Spesso dietro un rapporto malato e violento si nasconde la paura di essere abbandonata o rifiutata

"È necessario prima di tutto analizzare la storia, lo stile di vita di queste donne, l’educazione ricevuta, così come i bisogni e le circostanze della loro vita attuale. Ma dietro di loro si nasconde spesso il timore di essere abbandonate o rifiutate, paura che come conseguenza porta a sviluppare una personalità dipendente”.

È Patrizia Santovecchi, Presidente dell’ONAP, Osservatorio Nazionale Abusi Psicologici, a cercare di spiegare perché alcune donne “cadono” più volte nel corso della loro vita, nelle mani di uomini violenti. E a volte, per mano di questi stessi uomini, perdono la vita.  

La storia di Maria Tino, di 49 anni, lavoratrice socialmente utile e sarta della provincia di Caserta, ne è sicuramente l’esempio.

Maria, una donna dal carattere mite e solare, era riuscita a sopravvivere a 25 coltellate inferte dal marito violento quando le aveva chiesto la separazione, per poi morire con tre colpi di pistola sparati dal suo nuovo compagno, quello che l’aveva fatta innamorare. Ma che aveva dentro di sé ancora quella violenza dalla quale Maria aveva cercato di sfuggire. Sì, perché Maria aveva trovato il coraggio di lasciare il marito per fuggire con lui, che all’apparenza sembrava dolce e affettuoso.


La sindrome della "crocerossina"

Ma che cosa “attira” queste donne tanto da farle passare da un soggetto violento ad un altro? “Aiutare l’altro è un acquietamento del timore, della paura, poiché le fa percepire come valorose e indispensabili, di conseguenza degne di essere apprezzate e amate - continua a spiegare a Panorama.it, Santovecchi - Capire se la loro paura del rifiuto proviene da personali vissuti abbandonici, può spiegare come mai si è costruita in loro la convinzione che l’amore abbia un prezzo e vada in qualche modo guadagnato”.

“Una situazione psicologica che innesca quella che comunemente viene chiamata la “Sindrome della Crocerossina”. Difatti, la crocerossina può esistere solo se vi è qualcuno da ‘curare’, essa quindi ‘sceglie’ solo quei compagni che, per diversi motivi, rivestono il ruolo di ‘bisognosi’- continua- per cui nel tentativo di aiutarle o meglio ‘salvarle’ dalla loro condizione infelice e quindi realizzare il proprio personale sogno di felicità è disposta a pagare qualsiasi prezzo. Condizione psicologica questa che la porta ad essere recidiva”.

Coppia violenta, società violenta

Nella nostra società si riscontra, con sempre maggiore frequenza, una aggressività diffusa nella coppia che è trasversale alle fasce di età: dagli adolescenti alle coppie mature. Ma da cosa può dipendere?

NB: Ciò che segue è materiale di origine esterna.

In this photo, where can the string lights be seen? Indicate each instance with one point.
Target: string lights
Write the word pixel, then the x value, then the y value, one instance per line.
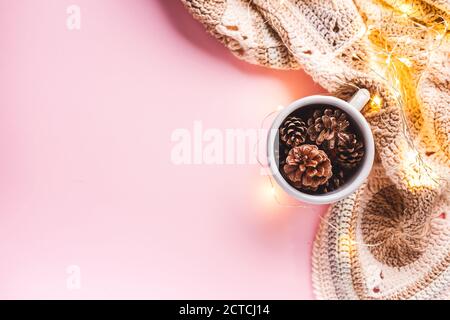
pixel 399 56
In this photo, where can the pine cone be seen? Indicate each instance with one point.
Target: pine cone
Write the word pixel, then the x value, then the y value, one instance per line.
pixel 307 167
pixel 293 131
pixel 350 151
pixel 336 181
pixel 327 127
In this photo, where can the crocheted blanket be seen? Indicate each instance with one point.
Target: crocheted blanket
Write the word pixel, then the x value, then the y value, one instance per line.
pixel 391 238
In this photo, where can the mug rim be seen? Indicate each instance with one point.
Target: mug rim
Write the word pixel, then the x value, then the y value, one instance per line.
pixel 359 120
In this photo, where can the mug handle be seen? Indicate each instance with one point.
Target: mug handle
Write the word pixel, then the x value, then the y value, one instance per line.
pixel 359 99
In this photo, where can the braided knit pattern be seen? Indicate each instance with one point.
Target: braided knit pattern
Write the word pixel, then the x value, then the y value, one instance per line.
pixel 391 238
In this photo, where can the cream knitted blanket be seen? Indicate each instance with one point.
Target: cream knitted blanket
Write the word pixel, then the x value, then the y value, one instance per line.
pixel 390 239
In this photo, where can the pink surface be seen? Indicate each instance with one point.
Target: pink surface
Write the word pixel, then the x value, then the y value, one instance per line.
pixel 86 176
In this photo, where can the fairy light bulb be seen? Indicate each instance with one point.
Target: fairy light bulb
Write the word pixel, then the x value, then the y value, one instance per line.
pixel 406 8
pixel 405 61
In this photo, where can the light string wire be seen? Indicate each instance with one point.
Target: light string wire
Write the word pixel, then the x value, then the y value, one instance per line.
pixel 396 67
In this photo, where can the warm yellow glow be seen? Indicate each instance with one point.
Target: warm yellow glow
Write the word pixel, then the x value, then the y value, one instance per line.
pixel 406 8
pixel 418 174
pixel 405 61
pixel 376 103
pixel 388 60
pixel 377 100
pixel 344 243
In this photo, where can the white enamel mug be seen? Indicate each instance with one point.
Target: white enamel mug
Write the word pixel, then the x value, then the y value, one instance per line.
pixel 352 109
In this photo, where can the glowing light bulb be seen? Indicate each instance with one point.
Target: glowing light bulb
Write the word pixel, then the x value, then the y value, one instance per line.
pixel 377 102
pixel 388 60
pixel 405 61
pixel 406 8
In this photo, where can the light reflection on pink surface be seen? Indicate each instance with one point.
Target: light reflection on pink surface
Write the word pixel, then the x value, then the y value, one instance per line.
pixel 86 177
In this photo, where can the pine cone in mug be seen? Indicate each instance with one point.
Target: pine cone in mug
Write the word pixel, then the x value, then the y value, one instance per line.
pixel 350 151
pixel 307 167
pixel 325 127
pixel 293 131
pixel 336 181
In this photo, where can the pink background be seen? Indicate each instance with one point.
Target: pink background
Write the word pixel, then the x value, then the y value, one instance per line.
pixel 86 177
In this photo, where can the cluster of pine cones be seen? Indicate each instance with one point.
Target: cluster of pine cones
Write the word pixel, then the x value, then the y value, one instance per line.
pixel 321 152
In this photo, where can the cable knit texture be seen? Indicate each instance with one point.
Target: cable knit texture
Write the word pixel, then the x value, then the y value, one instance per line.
pixel 391 238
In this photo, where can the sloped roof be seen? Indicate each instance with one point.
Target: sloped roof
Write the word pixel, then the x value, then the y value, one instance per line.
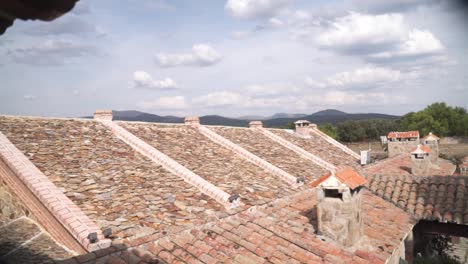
pixel 440 198
pixel 407 134
pixel 347 176
pixel 421 149
pixel 431 137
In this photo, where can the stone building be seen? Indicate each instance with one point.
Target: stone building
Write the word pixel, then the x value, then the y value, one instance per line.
pixel 432 141
pixel 402 142
pixel 339 206
pixel 135 192
pixel 421 160
pixel 463 167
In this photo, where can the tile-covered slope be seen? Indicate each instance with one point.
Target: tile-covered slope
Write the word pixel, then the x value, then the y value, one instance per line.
pixel 18 227
pixel 440 198
pixel 214 163
pixel 319 147
pixel 23 241
pixel 263 147
pixel 283 232
pixel 112 184
pixel 401 165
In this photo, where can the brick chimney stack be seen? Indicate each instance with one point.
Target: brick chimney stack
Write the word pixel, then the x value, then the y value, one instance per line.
pixel 193 121
pixel 304 127
pixel 421 160
pixel 339 210
pixel 255 124
pixel 103 115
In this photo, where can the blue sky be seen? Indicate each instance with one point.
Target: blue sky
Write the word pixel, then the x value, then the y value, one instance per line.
pixel 237 57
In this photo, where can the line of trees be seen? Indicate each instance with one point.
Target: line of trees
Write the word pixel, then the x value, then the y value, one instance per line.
pixel 439 118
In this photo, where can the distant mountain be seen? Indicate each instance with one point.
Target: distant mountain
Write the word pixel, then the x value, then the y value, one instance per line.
pixel 329 112
pixel 277 120
pixel 285 115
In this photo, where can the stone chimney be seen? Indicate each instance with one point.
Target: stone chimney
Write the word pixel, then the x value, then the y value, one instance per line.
pixel 339 210
pixel 193 121
pixel 255 124
pixel 303 127
pixel 432 141
pixel 103 115
pixel 420 160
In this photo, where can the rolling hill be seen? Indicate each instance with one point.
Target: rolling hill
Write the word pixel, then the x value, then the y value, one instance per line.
pixel 326 116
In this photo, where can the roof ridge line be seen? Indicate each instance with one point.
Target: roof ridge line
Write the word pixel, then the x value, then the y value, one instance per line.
pixel 62 208
pixel 227 200
pixel 247 155
pixel 317 160
pixel 336 143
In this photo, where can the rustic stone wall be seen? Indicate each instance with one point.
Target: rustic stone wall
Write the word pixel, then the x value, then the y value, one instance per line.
pixel 11 207
pixel 341 220
pixel 420 167
pixel 434 146
pixel 401 147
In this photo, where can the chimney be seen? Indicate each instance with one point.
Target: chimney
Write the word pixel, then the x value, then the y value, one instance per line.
pixel 339 210
pixel 420 160
pixel 193 121
pixel 432 141
pixel 103 115
pixel 255 124
pixel 303 127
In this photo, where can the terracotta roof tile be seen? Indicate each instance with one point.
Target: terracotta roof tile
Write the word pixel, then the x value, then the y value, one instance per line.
pixel 407 134
pixel 430 198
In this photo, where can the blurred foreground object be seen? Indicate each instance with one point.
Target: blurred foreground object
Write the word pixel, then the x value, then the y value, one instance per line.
pixel 46 10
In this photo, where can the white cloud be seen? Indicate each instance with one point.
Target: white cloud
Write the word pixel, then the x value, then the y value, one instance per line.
pixel 379 38
pixel 255 8
pixel 358 29
pixel 216 99
pixel 29 97
pixel 366 76
pixel 276 22
pixel 419 42
pixel 201 55
pixel 143 80
pixel 313 83
pixel 52 52
pixel 165 103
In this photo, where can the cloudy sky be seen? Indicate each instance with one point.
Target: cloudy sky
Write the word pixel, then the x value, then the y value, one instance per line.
pixel 237 57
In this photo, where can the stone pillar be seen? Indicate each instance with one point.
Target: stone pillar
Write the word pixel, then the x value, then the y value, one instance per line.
pixel 192 121
pixel 420 161
pixel 339 215
pixel 304 127
pixel 255 124
pixel 103 115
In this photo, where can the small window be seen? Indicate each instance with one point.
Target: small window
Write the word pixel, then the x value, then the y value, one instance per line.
pixel 331 193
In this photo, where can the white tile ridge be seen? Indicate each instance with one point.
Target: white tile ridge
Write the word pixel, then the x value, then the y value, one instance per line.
pixel 73 219
pixel 298 150
pixel 245 154
pixel 173 166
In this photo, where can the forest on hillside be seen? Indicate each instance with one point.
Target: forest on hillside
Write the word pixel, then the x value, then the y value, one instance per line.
pixel 438 118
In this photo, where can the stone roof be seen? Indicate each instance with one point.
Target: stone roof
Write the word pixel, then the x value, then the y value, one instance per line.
pixel 443 199
pixel 401 165
pixel 348 177
pixel 406 134
pixel 284 232
pixel 421 149
pixel 319 147
pixel 147 203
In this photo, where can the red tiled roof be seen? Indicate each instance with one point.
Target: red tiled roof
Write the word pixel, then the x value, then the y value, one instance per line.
pixel 407 134
pixel 430 198
pixel 347 176
pixel 421 148
pixel 431 137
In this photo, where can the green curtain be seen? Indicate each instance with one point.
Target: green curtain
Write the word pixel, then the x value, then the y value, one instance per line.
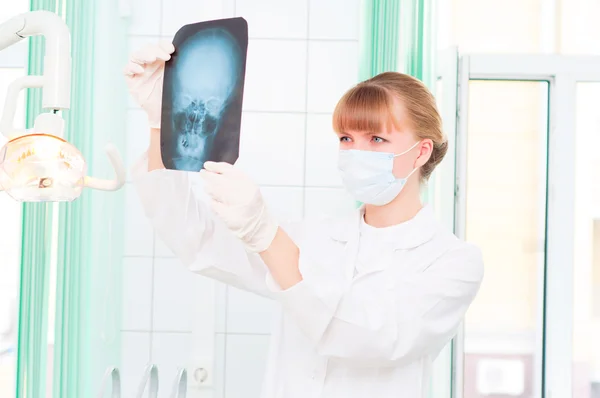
pixel 399 36
pixel 379 41
pixel 36 239
pixel 90 236
pixel 418 45
pixel 87 233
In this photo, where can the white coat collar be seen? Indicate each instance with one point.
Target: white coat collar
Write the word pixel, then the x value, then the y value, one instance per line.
pixel 410 234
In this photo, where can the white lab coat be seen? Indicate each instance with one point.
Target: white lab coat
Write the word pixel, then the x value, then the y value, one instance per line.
pixel 340 335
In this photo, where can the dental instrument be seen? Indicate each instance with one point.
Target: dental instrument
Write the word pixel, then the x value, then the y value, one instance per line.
pixel 180 385
pixel 39 165
pixel 150 380
pixel 114 376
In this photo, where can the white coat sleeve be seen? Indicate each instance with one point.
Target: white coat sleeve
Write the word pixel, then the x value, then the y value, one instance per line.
pixel 368 325
pixel 193 233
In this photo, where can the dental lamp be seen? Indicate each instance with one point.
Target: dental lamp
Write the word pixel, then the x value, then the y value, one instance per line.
pixel 39 165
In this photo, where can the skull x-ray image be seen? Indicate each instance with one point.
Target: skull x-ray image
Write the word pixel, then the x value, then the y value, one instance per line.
pixel 202 94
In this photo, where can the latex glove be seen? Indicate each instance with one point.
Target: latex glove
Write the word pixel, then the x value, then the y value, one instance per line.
pixel 144 77
pixel 237 200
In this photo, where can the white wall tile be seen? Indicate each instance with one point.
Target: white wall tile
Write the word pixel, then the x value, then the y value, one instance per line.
pixel 177 13
pixel 174 295
pixel 138 138
pixel 332 70
pixel 219 370
pixel 221 307
pixel 170 352
pixel 139 237
pixel 285 203
pixel 249 313
pixel 272 148
pixel 276 76
pixel 327 21
pixel 245 365
pixel 322 146
pixel 135 355
pixel 279 19
pixel 136 293
pixel 145 17
pixel 327 202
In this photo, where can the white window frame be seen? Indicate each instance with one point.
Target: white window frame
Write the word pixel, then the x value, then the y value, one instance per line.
pixel 556 287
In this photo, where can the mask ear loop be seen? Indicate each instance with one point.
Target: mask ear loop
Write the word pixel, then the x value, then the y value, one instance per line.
pixel 408 150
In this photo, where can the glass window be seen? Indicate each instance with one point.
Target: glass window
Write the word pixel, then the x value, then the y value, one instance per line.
pixel 10 242
pixel 505 216
pixel 11 8
pixel 586 300
pixel 482 25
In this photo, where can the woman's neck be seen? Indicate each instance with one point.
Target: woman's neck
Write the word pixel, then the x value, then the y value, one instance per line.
pixel 403 208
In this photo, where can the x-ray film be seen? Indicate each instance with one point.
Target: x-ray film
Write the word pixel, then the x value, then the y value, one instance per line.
pixel 202 94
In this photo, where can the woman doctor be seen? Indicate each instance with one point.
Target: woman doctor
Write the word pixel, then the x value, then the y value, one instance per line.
pixel 367 301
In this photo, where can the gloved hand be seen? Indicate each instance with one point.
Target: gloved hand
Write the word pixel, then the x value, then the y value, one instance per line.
pixel 237 200
pixel 144 77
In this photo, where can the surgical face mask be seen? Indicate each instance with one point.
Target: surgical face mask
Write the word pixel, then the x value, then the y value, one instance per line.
pixel 369 177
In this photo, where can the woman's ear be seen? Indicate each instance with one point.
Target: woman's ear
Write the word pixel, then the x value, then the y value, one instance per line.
pixel 425 151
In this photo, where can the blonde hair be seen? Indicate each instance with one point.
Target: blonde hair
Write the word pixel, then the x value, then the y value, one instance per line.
pixel 370 106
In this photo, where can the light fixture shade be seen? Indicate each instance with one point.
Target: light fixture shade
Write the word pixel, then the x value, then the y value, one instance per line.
pixel 42 168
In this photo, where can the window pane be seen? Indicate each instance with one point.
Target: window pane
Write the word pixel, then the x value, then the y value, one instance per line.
pixel 505 216
pixel 481 26
pixel 586 300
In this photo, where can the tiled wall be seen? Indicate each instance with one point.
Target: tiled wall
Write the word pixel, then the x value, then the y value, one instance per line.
pixel 302 55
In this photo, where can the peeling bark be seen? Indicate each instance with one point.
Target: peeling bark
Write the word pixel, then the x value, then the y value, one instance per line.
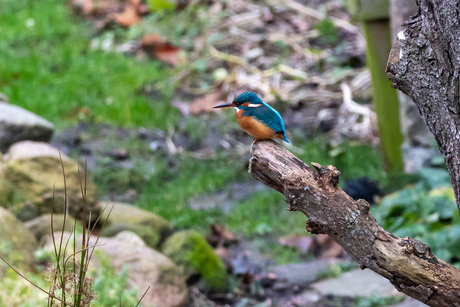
pixel 424 63
pixel 409 264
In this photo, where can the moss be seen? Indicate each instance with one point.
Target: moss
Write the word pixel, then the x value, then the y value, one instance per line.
pixel 193 255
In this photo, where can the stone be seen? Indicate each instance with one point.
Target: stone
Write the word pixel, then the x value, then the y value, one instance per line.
pixel 357 283
pixel 410 302
pixel 152 228
pixel 6 188
pixel 308 298
pixel 17 124
pixel 196 259
pixel 41 226
pixel 296 275
pixel 146 267
pixel 17 243
pixel 34 168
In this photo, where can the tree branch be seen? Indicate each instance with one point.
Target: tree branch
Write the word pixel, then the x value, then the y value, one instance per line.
pixel 407 263
pixel 424 63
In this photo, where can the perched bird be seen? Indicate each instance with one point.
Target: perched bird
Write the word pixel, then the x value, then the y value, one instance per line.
pixel 256 117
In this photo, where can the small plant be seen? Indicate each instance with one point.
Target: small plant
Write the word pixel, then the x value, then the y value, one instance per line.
pixel 69 282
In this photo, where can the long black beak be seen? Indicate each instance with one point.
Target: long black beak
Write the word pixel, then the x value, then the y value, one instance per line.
pixel 224 105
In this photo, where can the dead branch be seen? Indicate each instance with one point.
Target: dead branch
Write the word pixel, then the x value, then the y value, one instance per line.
pixel 424 64
pixel 407 263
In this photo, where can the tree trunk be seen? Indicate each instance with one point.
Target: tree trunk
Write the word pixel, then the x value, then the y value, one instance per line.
pixel 407 263
pixel 424 63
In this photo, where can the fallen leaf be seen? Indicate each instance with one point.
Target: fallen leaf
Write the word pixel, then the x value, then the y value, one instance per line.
pixel 129 17
pixel 168 53
pixel 158 5
pixel 84 6
pixel 204 104
pixel 303 243
pixel 225 256
pixel 220 236
pixel 182 106
pixel 154 45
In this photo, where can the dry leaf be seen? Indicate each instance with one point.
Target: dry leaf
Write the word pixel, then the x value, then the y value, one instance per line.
pixel 204 104
pixel 129 17
pixel 225 256
pixel 182 106
pixel 156 46
pixel 303 243
pixel 84 6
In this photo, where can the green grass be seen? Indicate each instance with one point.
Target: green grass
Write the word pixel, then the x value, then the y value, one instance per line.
pixel 174 182
pixel 48 67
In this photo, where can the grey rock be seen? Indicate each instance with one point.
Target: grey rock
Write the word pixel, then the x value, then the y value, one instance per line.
pixel 410 302
pixel 146 267
pixel 34 168
pixel 124 217
pixel 309 298
pixel 17 124
pixel 17 243
pixel 295 275
pixel 357 283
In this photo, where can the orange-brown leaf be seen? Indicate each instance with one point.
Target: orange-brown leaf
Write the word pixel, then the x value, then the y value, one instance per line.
pixel 129 17
pixel 84 6
pixel 156 46
pixel 205 103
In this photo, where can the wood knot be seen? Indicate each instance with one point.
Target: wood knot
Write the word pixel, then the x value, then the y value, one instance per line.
pixel 382 236
pixel 314 227
pixel 363 205
pixel 330 173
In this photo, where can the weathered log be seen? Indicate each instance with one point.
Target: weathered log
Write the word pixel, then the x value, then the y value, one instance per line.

“La frantumazione o meglio la dissoluzione dei valori ha portato con sé un disorientamento culturale, all’interno del quale ogni persona sembra potersi costruire la propria identità, o meglio la propria personalissima idea di libertà- prosegue - la perdita di valori quali l’amicizia che porta con sé vera vicinanza nei momenti difficili, o nella prassi comune la scomparsa di un profondo senso di lealtà, fedeltà alla parola data, porta con sé un allontanamento emotivo dell’altro, adesso visto come potenziale ‘nemico’ in quanto possibile portatore di minaccia”.

Un allontanamento emotivo che si manifesta fin dall’adolescenza e nelle prime relazioni amorose.

Un crollo dei valori e dei tabù

“Valori e tabù sono costruzioni sociali necessarie, anzi indispensabili per tenere a freno l’istanza primaria del desiderio. Un desiderio non sorretto e/o contenuto da un valore o tabù lascia senza "briglia" l’istinto predatorio (potenzialmente) insito dentro ognuno di noi. I conseguenti comportamenti ‘predatori’, portatori per loro natura di atti di abuso e violenza generano a loro volta sfiducia e paura nell’altro con conseguente aumento di precarietà e bisogno di difendersi aumentandone l’ansia e l'aggressività”.

Insomma, un circolo vizioso di difficile soluzione.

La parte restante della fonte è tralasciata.